What's going to happen on the field might not be pretty, either. Kevin Brown and Javy Vazquez will look like Hall of Famers after the Red Sox's relentless lineup gets through with Cardinals pitching. Speaking of Boston's hitters, one American League scout said, "They kill average pitching."
St. Louis has a staff full of that. The only thing above-average about the Cardinals' pitching is coach Dave Duncan, who coaxed nice years out of former Red Sox righthander Jeff Suppan (left off the playoff roster by Boston last year), Staten Island product Jason Marquis, Chris Carpenter (who's hurt) and Julian Tavarez, whose temper tantrum was child's play compared with Brown's.
That's not to say Boston's hurlers will be putting up a lot of zeroes, either, except maybe for its sutured-up ace, Curt Schilling. We have to give him credit for a valiant effort in ALCS Game 6, but if there are any sutures left over, will someone please stitch Schilling's mouth closed so we aren't subjected to his postgame proselytizing?
Pedro Martinez will do better than he did against the Yankees, partly because St. Louisans are too polite to chant, "Who's your daddy?"

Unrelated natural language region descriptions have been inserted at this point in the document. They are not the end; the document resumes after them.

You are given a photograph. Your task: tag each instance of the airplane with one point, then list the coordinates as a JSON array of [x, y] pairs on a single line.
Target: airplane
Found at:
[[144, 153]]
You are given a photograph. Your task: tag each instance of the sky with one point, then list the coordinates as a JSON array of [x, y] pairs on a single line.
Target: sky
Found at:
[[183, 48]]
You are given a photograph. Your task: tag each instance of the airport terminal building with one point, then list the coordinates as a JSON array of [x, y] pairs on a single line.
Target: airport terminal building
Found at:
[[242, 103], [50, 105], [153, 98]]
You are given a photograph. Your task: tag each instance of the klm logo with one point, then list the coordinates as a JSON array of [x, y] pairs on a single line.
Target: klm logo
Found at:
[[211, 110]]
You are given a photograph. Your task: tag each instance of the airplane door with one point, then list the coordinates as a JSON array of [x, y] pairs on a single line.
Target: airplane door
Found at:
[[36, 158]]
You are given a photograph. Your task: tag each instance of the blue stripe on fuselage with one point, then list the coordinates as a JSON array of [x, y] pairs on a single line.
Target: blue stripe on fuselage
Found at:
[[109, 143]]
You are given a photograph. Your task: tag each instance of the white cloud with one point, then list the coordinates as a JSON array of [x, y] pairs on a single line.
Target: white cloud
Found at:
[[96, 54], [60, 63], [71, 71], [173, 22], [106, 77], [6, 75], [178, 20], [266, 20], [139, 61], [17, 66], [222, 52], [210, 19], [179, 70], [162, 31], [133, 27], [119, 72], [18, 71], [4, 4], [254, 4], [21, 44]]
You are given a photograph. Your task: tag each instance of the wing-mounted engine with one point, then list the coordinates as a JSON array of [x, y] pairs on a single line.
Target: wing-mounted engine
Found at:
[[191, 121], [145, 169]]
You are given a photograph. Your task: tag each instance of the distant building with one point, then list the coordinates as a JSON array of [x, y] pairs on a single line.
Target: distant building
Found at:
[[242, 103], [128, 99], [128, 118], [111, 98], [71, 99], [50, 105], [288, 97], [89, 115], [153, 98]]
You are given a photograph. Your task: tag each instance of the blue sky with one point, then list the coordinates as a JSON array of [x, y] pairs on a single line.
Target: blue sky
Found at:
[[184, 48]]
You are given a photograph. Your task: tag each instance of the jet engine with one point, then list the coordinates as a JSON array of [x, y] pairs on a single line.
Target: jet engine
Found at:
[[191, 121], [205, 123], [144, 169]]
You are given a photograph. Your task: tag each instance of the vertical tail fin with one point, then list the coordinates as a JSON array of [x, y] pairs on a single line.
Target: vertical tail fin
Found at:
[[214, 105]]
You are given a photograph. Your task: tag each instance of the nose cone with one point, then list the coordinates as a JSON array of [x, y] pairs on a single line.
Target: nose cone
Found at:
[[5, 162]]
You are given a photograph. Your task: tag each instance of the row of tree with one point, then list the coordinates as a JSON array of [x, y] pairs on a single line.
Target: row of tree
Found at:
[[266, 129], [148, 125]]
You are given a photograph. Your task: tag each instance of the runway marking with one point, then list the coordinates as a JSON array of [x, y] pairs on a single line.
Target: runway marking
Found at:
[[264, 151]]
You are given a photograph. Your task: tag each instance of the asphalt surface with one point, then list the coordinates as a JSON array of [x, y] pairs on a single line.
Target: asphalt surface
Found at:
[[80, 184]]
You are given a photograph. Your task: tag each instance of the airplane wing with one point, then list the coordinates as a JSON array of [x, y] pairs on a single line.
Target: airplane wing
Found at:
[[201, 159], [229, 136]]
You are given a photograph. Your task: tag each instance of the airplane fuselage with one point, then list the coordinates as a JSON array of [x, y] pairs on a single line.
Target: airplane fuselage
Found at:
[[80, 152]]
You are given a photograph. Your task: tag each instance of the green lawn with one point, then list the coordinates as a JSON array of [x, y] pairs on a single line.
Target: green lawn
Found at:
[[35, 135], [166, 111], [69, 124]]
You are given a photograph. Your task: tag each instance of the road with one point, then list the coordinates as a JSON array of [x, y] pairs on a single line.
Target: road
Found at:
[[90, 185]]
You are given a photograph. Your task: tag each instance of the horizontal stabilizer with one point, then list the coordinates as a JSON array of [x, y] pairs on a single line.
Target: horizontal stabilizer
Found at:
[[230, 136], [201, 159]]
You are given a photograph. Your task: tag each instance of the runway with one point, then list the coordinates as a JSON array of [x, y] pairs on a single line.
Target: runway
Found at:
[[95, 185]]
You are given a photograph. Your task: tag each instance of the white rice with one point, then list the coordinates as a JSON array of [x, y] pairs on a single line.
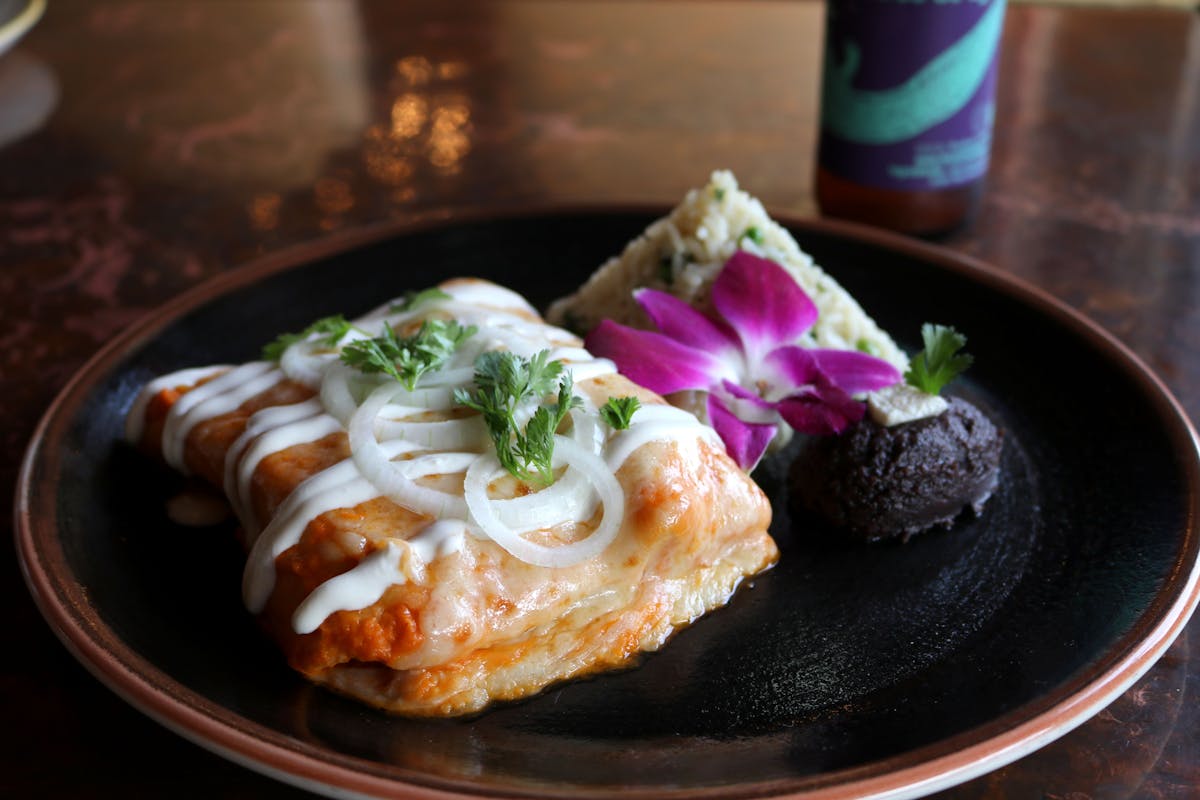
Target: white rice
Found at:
[[683, 252]]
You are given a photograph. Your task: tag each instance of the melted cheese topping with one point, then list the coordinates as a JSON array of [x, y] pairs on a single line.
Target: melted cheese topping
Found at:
[[415, 447]]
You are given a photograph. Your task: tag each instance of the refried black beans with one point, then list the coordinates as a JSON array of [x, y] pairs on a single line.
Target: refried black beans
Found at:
[[877, 482]]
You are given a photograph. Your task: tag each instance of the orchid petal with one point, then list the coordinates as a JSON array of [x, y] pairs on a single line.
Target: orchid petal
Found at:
[[856, 372], [744, 441], [653, 360], [681, 322], [762, 302], [747, 405], [849, 370], [821, 409]]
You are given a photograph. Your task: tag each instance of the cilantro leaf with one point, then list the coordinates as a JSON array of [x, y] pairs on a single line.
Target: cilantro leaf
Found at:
[[503, 383], [333, 329], [753, 233], [940, 362], [413, 300], [409, 358], [618, 411]]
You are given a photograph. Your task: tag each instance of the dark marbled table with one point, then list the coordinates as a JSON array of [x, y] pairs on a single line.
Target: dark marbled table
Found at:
[[148, 145]]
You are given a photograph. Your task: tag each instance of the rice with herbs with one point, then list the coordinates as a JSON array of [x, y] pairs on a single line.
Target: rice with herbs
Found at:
[[683, 252]]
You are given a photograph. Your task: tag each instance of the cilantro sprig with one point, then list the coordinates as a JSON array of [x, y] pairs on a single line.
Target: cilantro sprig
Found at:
[[407, 359], [618, 411], [940, 362], [331, 329], [504, 382]]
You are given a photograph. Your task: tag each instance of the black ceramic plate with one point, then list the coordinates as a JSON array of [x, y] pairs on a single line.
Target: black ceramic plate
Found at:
[[847, 671]]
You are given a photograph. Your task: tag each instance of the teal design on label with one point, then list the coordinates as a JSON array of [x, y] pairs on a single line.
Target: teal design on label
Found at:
[[933, 95]]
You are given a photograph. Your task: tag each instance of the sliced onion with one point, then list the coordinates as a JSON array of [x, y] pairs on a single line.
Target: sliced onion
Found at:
[[576, 458], [387, 475], [453, 377], [303, 364], [467, 433], [335, 392]]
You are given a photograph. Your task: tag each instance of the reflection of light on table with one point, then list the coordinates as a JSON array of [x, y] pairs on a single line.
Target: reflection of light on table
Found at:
[[29, 91], [429, 125]]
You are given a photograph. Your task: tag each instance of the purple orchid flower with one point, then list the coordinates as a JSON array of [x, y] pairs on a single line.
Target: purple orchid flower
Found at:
[[747, 360]]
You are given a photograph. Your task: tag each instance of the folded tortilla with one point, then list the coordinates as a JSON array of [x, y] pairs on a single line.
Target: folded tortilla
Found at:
[[420, 611]]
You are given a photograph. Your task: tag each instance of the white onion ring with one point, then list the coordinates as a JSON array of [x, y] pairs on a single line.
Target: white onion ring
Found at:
[[466, 433], [387, 475], [575, 457]]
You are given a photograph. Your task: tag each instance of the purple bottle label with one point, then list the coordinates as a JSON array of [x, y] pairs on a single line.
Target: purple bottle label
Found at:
[[909, 92]]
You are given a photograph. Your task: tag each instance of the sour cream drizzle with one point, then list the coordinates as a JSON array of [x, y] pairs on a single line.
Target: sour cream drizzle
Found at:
[[399, 439]]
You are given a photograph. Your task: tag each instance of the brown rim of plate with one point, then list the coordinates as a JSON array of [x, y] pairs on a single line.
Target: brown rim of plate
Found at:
[[917, 773]]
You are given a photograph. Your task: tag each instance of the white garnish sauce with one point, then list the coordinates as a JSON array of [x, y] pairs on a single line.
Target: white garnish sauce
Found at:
[[409, 446]]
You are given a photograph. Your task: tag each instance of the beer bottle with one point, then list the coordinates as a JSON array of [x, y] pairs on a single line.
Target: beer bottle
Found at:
[[907, 101]]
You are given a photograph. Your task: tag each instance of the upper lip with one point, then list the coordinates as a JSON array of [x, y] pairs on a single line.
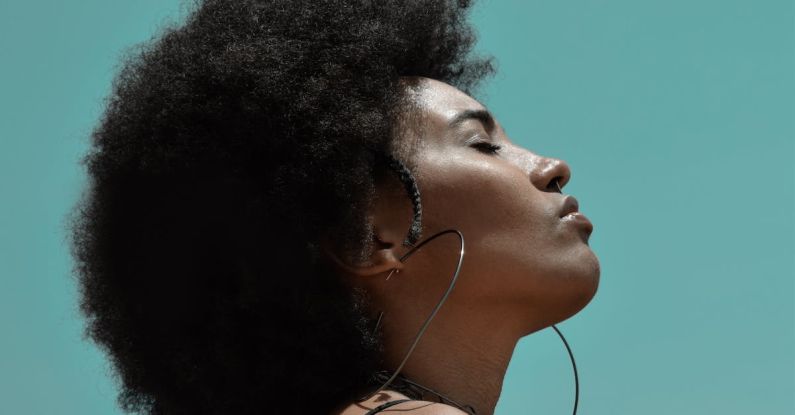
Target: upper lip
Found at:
[[570, 205]]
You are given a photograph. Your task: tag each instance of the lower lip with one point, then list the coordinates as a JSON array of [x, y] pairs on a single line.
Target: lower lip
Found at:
[[579, 219]]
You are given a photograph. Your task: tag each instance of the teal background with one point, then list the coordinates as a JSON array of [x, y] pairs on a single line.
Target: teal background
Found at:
[[677, 118]]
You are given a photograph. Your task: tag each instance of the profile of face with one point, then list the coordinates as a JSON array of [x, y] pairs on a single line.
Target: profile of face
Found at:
[[527, 265]]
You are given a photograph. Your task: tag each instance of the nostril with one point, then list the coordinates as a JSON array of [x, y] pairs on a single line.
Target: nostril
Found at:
[[554, 185]]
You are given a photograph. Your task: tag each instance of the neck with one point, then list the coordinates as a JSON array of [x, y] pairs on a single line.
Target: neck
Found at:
[[465, 363]]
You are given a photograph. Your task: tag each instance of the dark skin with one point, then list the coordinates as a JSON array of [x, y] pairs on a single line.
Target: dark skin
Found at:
[[525, 267]]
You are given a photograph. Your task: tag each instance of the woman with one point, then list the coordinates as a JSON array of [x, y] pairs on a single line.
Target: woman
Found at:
[[261, 182]]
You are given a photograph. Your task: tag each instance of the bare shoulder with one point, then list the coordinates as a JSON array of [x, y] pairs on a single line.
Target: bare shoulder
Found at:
[[408, 407]]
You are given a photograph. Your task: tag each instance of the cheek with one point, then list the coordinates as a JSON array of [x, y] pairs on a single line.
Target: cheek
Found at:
[[504, 218], [515, 245]]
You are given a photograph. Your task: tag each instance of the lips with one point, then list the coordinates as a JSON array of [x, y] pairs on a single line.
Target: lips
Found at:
[[570, 205], [569, 212]]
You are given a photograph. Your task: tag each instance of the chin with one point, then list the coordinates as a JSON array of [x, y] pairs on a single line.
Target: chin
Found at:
[[583, 288]]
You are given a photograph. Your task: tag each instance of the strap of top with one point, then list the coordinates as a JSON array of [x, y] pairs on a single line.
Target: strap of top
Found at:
[[386, 405]]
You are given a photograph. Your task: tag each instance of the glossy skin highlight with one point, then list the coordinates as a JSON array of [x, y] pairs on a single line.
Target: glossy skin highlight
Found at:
[[525, 267]]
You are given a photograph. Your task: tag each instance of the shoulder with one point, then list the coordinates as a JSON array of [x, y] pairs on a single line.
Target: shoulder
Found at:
[[410, 407]]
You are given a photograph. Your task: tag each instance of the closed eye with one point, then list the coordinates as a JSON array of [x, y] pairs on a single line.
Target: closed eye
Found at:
[[487, 147]]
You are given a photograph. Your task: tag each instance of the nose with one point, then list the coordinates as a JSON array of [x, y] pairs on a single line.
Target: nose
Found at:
[[550, 174]]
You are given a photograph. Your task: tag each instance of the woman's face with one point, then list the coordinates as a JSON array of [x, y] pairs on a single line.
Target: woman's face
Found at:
[[521, 251]]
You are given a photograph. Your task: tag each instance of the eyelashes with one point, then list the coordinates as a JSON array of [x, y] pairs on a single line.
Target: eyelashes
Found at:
[[487, 147]]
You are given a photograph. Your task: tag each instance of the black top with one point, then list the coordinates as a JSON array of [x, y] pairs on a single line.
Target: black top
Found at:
[[386, 405]]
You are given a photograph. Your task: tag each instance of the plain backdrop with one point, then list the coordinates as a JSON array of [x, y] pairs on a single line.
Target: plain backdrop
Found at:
[[677, 118]]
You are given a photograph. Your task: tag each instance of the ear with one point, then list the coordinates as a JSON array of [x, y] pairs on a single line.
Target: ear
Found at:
[[382, 259], [390, 214]]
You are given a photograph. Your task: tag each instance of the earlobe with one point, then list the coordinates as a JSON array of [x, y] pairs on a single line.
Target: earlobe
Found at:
[[382, 259]]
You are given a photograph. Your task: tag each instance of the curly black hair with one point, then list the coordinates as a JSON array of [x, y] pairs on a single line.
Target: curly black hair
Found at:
[[230, 146]]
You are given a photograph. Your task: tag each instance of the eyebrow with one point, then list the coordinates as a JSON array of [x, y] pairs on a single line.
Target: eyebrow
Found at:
[[482, 115]]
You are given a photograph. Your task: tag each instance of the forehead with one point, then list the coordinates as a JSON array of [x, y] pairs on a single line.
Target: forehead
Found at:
[[442, 102]]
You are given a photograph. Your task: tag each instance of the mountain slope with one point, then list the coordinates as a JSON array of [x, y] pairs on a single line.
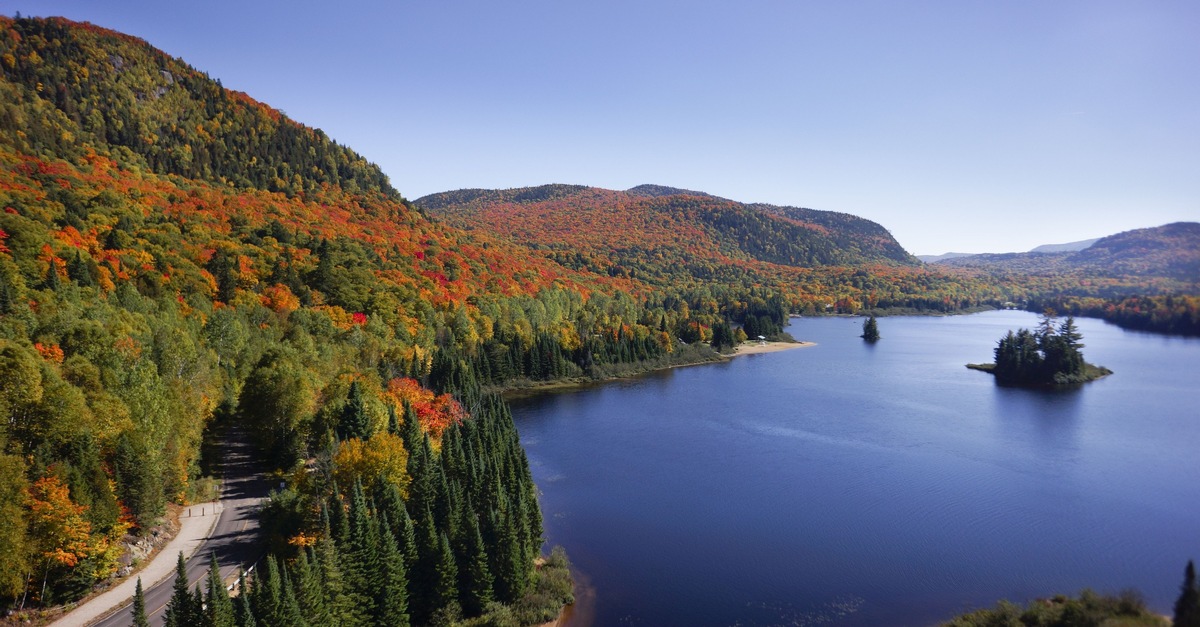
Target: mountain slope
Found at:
[[673, 227], [1170, 251], [174, 256]]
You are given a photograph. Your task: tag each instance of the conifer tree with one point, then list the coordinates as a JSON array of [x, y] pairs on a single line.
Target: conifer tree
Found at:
[[390, 583], [474, 577], [217, 604], [139, 607], [354, 421], [243, 614], [447, 572], [289, 607], [181, 604], [309, 589], [870, 329], [267, 599], [1187, 607]]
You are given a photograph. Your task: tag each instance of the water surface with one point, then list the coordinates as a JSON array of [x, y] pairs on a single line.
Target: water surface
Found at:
[[887, 484]]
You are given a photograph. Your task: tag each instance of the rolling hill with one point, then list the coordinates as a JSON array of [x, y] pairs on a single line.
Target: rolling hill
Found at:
[[660, 233], [1170, 251]]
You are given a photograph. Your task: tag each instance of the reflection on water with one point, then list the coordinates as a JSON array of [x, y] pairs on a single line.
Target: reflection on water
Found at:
[[871, 484]]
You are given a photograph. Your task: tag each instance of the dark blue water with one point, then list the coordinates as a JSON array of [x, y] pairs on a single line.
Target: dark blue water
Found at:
[[887, 484]]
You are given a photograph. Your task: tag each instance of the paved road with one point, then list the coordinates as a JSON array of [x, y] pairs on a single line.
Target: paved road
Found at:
[[234, 539]]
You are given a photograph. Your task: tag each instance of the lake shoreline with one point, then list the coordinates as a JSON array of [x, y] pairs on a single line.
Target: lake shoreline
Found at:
[[744, 348]]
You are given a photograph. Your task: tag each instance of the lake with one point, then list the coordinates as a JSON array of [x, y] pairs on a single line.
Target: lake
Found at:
[[856, 484]]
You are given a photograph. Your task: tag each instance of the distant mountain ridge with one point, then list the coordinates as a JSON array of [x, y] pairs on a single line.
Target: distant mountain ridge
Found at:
[[669, 227], [1071, 246], [1170, 251]]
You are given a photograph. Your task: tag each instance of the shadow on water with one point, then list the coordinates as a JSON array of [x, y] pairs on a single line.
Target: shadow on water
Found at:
[[1054, 413]]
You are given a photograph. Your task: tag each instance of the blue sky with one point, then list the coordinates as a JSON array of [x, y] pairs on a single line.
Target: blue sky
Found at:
[[958, 125]]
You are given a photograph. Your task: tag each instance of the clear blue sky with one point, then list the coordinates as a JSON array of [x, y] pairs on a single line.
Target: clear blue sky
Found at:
[[972, 126]]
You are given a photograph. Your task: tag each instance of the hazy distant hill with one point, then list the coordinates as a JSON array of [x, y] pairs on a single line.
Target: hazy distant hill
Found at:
[[936, 258], [1072, 246], [1169, 251], [663, 190], [664, 230]]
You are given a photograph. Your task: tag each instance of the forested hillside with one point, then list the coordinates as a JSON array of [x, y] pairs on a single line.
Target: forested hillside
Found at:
[[1143, 279], [677, 239], [174, 256], [1170, 252]]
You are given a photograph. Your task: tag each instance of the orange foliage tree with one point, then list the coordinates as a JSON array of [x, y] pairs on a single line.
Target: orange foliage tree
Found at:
[[433, 412], [381, 458]]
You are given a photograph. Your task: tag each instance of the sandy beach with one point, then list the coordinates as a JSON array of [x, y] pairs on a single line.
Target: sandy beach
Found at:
[[768, 347]]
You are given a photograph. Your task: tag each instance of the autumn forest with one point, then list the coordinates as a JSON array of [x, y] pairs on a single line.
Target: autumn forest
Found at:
[[177, 258]]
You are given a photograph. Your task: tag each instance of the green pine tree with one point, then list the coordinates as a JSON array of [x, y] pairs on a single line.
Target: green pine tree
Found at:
[[180, 609], [139, 607], [447, 575], [390, 583], [244, 616], [870, 329], [1187, 607], [217, 604]]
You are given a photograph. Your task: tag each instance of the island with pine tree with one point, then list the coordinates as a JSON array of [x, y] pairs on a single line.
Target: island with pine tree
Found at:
[[1045, 357]]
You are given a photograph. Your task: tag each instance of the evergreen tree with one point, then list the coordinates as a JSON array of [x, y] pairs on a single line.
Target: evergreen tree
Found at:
[[354, 421], [267, 599], [289, 607], [474, 577], [180, 609], [243, 614], [1187, 607], [870, 329], [390, 583], [139, 607], [217, 604], [447, 572], [309, 589]]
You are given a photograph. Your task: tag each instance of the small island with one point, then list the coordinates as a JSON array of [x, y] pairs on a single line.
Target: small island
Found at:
[[1047, 357], [870, 330]]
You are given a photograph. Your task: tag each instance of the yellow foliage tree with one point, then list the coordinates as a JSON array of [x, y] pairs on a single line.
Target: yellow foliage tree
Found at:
[[382, 457]]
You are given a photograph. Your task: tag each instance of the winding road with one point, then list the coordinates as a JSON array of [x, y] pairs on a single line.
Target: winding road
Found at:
[[234, 538]]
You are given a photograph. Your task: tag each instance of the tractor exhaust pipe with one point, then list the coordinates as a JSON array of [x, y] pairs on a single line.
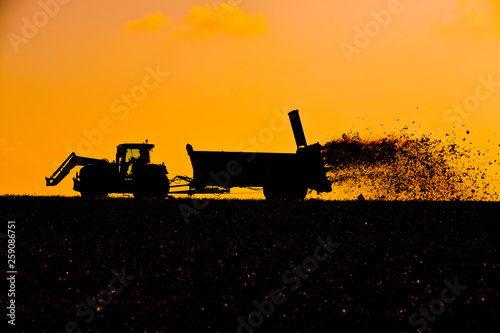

It's a shame Martinez won't get to start Game 1 in Boston, thanks to Terry Francona's mindless whim to get him into the Yankee-crushing Game 7 party after otherwise outmanaging Torre. But this actually could be even better, because now Game 7 should be Pedro's. That would provide a fitting ending to a great pitching run overshadowed lately by his quirky diva qualities, such as arriving unfashionably late, saying nutty things and using an actual human being, the 29-inch Nelson de la Rosa, as a lucky charm.
There's nothing to suggest this won't be a slugfest from start to finish, though. The Cardinals have the NL's deepest lineup and Boston has the AL's, two more pieces of evidence to disprove the myth that pitching is somehow more important than hitting.
The Cardinals have been lighting up scoreboards all year. But Boston is just a little bit hotter, a little more imposing.
Johnny Damon seems to have gotten power from that hair of his. Manny Ramirez looks ready to break out. And David Ortiz is an impossible out right now.
Plus, they are all a little off-center, which they utilize to their advantage. If The Curse affected the mindsets of past Red Sox, this one obviously is feeling lucky.
The one and only bad sign for the Red Sox was a stray quote or two regarding what they'd just accomplished -- such as Tom Werner, the TV guy who's part of club ownership, telling the Boston Herald, "The World Series is great, but we've done something historic."
That, of course, is exactly the kind of wrong-headed thinking they have to guard against now. Assuming Werner was speaking only for their eggheaded ownership contingent (how about those yellow ear plugs John Henry wore during the champagne dousing?), they should take this in six wild games.
The Red Sox possess the hotter closer and the only two starters resembling aces, assuming Schilling still can stand upright and Martinez isn't permanently scarred from the abuse he took in the Bronx.
Everything's breaking Boston's way, including the interference call on noted slap hitter Alex Rodriguez.
If the Sox don't win it all this year, they should start scouring Fenway for ghosts. Maybe do a power washing of the lovely tenement they call home.
Because after what they've been through and done, everyone knows they deserve a title.